Understanding Plan 2 Student Loans
Plan 2 student loans apply specifically to English undergraduate students who commenced their courses anywhere in the United Kingdom between September 2012 and July 2023. Welsh students who began their studies since September 2012 also fall under the Plan 2 repayment system.
These loans typically become eligible for clearance thirty years after the April following course completion. The earliest possible wiping of a Plan 2 loan will occur in April 2043, affecting those who finished their studies in 2012/13 and entered repayment in April 2013.
It's crucial to distinguish Plan 2 loans from their predecessors and successors. Plan 1 loans (pre-2012) and Plan 5 loans (post-2023) operate under different repayment terms and thresholds, creating a complex landscape for graduates navigating their financial obligations.
The Broader Tax Context
Martin Lewis expanded his critique by placing the student loan threshold freeze within a wider taxation context. "The main income tax thresholds haven't moved since 2021, while at the same time we've had high inflation, which has pushed up earnings," he noted.

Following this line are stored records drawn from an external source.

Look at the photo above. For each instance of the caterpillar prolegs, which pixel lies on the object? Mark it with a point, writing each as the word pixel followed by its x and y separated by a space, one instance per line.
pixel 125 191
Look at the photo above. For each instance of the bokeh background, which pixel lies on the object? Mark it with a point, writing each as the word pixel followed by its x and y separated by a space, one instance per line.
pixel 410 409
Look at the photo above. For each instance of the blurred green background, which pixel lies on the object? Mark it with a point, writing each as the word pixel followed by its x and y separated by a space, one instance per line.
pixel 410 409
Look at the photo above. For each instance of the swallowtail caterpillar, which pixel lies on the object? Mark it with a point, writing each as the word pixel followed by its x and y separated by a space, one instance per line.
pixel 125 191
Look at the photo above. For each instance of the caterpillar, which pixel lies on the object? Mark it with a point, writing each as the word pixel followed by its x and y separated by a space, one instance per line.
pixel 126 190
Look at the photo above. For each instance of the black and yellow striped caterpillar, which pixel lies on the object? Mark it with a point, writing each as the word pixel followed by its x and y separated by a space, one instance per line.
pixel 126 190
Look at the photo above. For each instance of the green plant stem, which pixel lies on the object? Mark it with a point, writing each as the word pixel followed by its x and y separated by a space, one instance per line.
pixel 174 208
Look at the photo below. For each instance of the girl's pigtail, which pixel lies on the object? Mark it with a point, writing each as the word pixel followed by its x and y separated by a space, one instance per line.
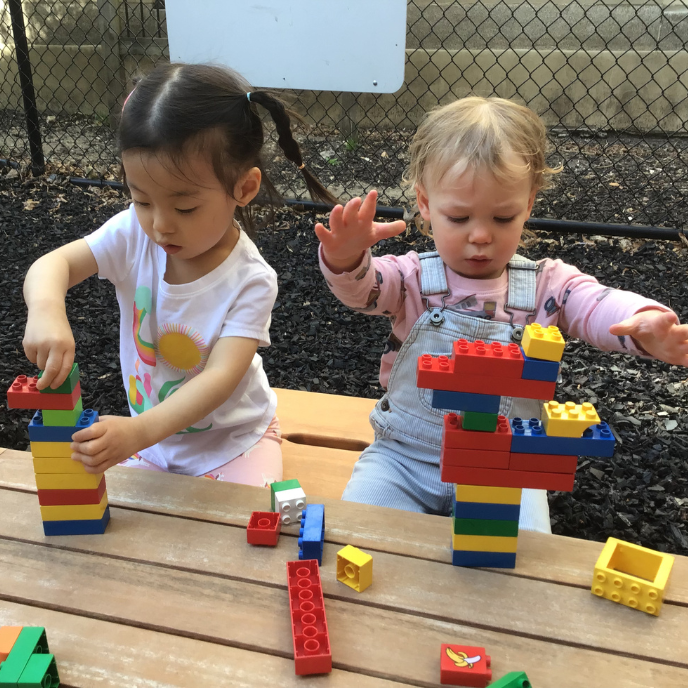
pixel 289 145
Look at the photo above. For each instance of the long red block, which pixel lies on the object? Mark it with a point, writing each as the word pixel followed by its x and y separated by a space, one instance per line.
pixel 71 497
pixel 23 394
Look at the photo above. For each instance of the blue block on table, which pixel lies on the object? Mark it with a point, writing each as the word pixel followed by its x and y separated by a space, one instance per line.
pixel 529 437
pixel 59 433
pixel 465 401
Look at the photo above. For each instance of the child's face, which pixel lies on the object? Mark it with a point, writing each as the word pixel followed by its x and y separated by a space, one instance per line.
pixel 476 220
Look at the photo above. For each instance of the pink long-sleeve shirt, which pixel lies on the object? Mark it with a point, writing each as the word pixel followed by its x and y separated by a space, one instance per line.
pixel 573 301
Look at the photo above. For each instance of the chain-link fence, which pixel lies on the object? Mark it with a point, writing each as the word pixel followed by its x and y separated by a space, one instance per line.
pixel 610 78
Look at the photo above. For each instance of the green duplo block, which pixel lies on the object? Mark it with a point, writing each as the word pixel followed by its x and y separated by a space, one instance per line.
pixel 63 417
pixel 40 672
pixel 472 420
pixel 479 526
pixel 68 385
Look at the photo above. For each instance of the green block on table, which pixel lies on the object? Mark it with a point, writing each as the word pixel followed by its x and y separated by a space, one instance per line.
pixel 70 418
pixel 486 422
pixel 40 672
pixel 68 385
pixel 479 526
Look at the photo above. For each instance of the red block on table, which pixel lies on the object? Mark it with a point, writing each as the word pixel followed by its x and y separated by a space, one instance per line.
pixel 464 665
pixel 263 528
pixel 491 360
pixel 456 437
pixel 23 394
pixel 312 653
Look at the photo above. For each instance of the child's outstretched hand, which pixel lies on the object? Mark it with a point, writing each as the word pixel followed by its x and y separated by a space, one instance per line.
pixel 659 333
pixel 352 232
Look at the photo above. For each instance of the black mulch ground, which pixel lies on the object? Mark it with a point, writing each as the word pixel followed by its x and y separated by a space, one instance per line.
pixel 641 495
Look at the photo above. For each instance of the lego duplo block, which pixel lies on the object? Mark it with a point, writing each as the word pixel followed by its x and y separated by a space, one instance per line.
pixel 464 665
pixel 67 386
pixel 68 418
pixel 461 401
pixel 75 512
pixel 23 394
pixel 484 543
pixel 354 568
pixel 263 528
pixel 478 526
pixel 489 360
pixel 569 419
pixel 455 437
pixel 85 527
pixel 561 482
pixel 483 422
pixel 67 497
pixel 529 437
pixel 312 532
pixel 39 432
pixel 312 653
pixel 68 481
pixel 632 575
pixel 535 369
pixel 495 560
pixel 487 494
pixel 543 463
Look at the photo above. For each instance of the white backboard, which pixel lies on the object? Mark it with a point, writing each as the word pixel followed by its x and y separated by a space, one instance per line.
pixel 323 45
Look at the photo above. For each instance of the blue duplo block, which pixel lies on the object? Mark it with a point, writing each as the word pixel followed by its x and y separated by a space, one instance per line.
pixel 465 401
pixel 487 512
pixel 312 532
pixel 529 437
pixel 59 433
pixel 83 527
pixel 495 560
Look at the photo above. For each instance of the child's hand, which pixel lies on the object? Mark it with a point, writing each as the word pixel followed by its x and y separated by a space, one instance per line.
pixel 106 443
pixel 659 333
pixel 352 232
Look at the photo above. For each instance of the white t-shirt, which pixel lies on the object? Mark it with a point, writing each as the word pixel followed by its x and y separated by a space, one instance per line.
pixel 168 330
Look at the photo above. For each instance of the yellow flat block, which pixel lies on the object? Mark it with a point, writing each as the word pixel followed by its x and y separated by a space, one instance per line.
pixel 547 344
pixel 58 465
pixel 569 419
pixel 485 543
pixel 69 481
pixel 488 495
pixel 76 512
pixel 58 450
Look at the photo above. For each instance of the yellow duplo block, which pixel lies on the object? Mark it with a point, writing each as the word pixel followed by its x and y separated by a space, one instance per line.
pixel 59 450
pixel 488 495
pixel 354 568
pixel 57 465
pixel 569 419
pixel 68 481
pixel 75 512
pixel 547 344
pixel 485 543
pixel 632 575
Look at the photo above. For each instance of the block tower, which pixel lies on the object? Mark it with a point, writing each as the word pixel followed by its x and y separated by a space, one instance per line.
pixel 72 501
pixel 490 458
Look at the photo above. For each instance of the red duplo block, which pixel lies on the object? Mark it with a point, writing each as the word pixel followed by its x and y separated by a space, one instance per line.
pixel 71 497
pixel 455 437
pixel 263 528
pixel 545 463
pixel 491 360
pixel 23 394
pixel 312 653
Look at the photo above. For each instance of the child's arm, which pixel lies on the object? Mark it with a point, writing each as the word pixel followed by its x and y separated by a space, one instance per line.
pixel 115 438
pixel 48 339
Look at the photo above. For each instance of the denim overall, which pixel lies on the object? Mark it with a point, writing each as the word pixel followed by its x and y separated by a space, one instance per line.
pixel 400 469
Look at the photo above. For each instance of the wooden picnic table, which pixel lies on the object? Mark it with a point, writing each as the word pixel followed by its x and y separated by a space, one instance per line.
pixel 172 595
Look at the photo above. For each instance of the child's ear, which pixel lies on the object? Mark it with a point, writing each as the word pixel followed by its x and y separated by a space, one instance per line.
pixel 247 187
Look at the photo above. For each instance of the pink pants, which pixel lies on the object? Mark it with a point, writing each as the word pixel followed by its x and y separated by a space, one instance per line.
pixel 259 466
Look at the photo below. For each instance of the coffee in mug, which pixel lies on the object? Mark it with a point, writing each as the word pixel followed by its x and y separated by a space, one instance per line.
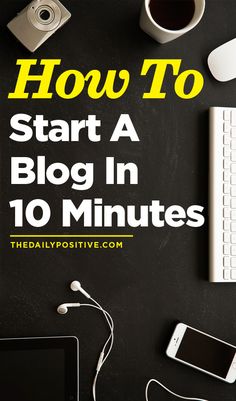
pixel 166 20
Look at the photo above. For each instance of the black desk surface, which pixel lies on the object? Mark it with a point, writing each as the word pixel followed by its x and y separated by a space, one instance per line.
pixel 160 277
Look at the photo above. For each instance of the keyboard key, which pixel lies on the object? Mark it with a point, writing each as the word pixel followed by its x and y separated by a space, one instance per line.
pixel 233 274
pixel 233 262
pixel 227 163
pixel 233 132
pixel 227 151
pixel 226 140
pixel 233 215
pixel 227 225
pixel 226 200
pixel 227 115
pixel 226 176
pixel 233 144
pixel 226 213
pixel 226 250
pixel 233 118
pixel 233 168
pixel 226 274
pixel 226 237
pixel 233 203
pixel 233 156
pixel 232 180
pixel 233 190
pixel 226 127
pixel 233 250
pixel 226 188
pixel 226 261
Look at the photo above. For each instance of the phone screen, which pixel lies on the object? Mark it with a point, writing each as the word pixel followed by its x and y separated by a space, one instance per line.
pixel 206 353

"That means people on the same equivalent incomes pay a greater chunk of it in tax, as more of their earnings are above the thresholds. It also means some graduate earners are reaching the higher 40% tax threshold at an earlier point in their careers than they would've otherwise."
Practical Implications for Graduates
The freeze proposal raises significant concerns for graduates managing their financial futures. With inflation continuing to impact living costs and wage growth, the static repayment threshold effectively increases the financial burden on former students as their earnings rise.
This development particularly affects mid-career professionals who completed their studies within the Plan 2 timeframe and are now experiencing salary progression. The combination of frozen thresholds and rising incomes creates a perfect storm for increased repayment obligations.
Financial experts recommend that concerned graduates seek personalised financial advice to understand how these changes might specifically impact their circumstances. Individual situations vary considerably, and what represents a significant burden for one graduate might affect another differently based on career trajectory, salary progression, and overall financial planning.
The debate surrounding student loan repayment thresholds continues to evolve, with this latest development highlighting the ongoing tension between government fiscal policy and graduate financial wellbeing. As discussions progress, affected individuals are advised to stay informed about potential changes and consider how they might adjust their financial planning accordingly.